En las visiones de Artaud el teatro debía ser como la peste. Algo que se siembra sin ser visto ni oído. Manifiesto de golpe, no queda más que aceptar que forma parte de nuestro organismo. El ser humano es esencialmente receptáculo, no se olvide: un vacío que se siente hueco y sabe que si fuera parte de lo lleno no necesitaría dioses ni explicaciones. El teatro y la peste son actos fundacionales, bajo incendio y purificación, son siempre incitadores radicales de la vida y la muerte.

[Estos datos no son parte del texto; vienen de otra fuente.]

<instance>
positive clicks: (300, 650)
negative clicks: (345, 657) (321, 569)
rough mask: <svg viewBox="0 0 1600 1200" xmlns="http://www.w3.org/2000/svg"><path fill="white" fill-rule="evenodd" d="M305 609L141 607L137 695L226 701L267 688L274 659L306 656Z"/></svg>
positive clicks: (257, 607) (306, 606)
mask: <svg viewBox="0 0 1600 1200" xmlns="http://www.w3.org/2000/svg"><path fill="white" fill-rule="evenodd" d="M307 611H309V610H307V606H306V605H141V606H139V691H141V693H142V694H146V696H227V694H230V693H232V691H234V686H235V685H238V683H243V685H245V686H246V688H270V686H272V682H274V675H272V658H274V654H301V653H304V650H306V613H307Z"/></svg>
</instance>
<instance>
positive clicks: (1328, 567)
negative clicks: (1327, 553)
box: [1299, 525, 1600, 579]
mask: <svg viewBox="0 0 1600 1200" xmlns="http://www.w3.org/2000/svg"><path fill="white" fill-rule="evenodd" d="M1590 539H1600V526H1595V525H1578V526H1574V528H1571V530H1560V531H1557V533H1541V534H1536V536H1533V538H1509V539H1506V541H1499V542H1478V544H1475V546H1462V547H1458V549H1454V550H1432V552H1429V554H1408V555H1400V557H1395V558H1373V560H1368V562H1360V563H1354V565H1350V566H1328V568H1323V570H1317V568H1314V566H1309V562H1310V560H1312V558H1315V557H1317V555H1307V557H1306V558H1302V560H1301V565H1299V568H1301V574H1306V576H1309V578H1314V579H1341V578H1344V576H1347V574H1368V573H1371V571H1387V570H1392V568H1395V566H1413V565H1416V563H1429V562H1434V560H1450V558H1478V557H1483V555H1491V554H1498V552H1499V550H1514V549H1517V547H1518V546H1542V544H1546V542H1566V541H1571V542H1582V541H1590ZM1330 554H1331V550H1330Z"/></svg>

La conglomeración es el aura del deporte y de la política; a fin de cuentas, afirmación del “existimos y somos muchos”. El convivio es el aura de lo teatral; el “estamos reunidos para celebrar lo inadmisible”. A fin de cuentas, como dice Kadaré, todo el teatro va de la boda al funeral. Cerrados los teatros, emprendida la representación de todos nosotros como “sospechosos contagiadores”, lo teatral nos zapatea sus ironías y paradojas por las calles que hace días eran mejores lugares: campos de desconocidos que ahora son corredores por los que andan los inocentes traidores a la especie humana. En medio de la fe en la restauración del orden pasado de los que creen en las “recomendaciones” o en la afirmación brutal de la continuidad de la vida normal que impulsa a los que no las siguen, se ve un placer escondido e impropio. El placer de vivir un acontecimiento; placer del saber que sin esta tragedia seguiría la noche de nuestra insignificancia en rutina. El placer de tener con los extraños un tema común, de poder soltar libremente la lengua con fundamentadas imprecisiones; de tener, al igual que todos, algo que decir sabido de “buena fuente”; de que podemos contribuir a dar dimensión humana a cifras informativas, y otra vez podemos contar una historia para restablecer el dominio de lo humano sobre el invisible mundo viral.
En este combate de la especie se restablece el convivio teatral fuera de los teatros, convivio a base de la separación que vuelve a las aguas fundadoras de lo trágico y de esta ciudad, ya acostumbrada al anonimato de masa que concede libertad al famoso y al criminal, lujo imposible en un pueblo reducido. Bajo la democrática distribución de la culpa, la victimización y la paranoia, el encuentro con otro en la calle se ha vuelto escena, es decir, líneas de tensión y distensión entre vida y muerte, diálogo entre miedo y miedo que se olisquean o pelean según su raza.
Bernhard dice a través de un personaje de su novela: odio a la naturaleza porque me mata, y Artaud odiaba al teatro porque lo amaba necesariamente. Pasará este episodio, la angustia actual se volverá un orgulloso “yo lo viví… yo estuve…” decorado por las mentiras que ponen la tierra movediza de la historia y la tierra firme de las leyendas. Pasará, pensamos, mientras nos reconocemos como más o menos hipocondriacos; mientras nos sentimos como si hubiéramos perdido una cierta inocencia; en la certeza de estarnos jugando el principio de realidad convenida donde se difuminará lo ficcional y lo real; sintiendo una teatral emoción de amor u odio por la naturaleza. Vivimos el drama de nuestras pasiones fundamentales: deseo de vida y de muerte. Entre el placer y la desesperación, la teatralidad nos ha alcanzado, como siempre, cómplice de otro, de un algo que no entendemos.
– Alberto Villarreal
(ciudad de México 1977) Escritor y director de teatro. Fundador y director artístico de Artillería Producciones y La Madriguera Teatro.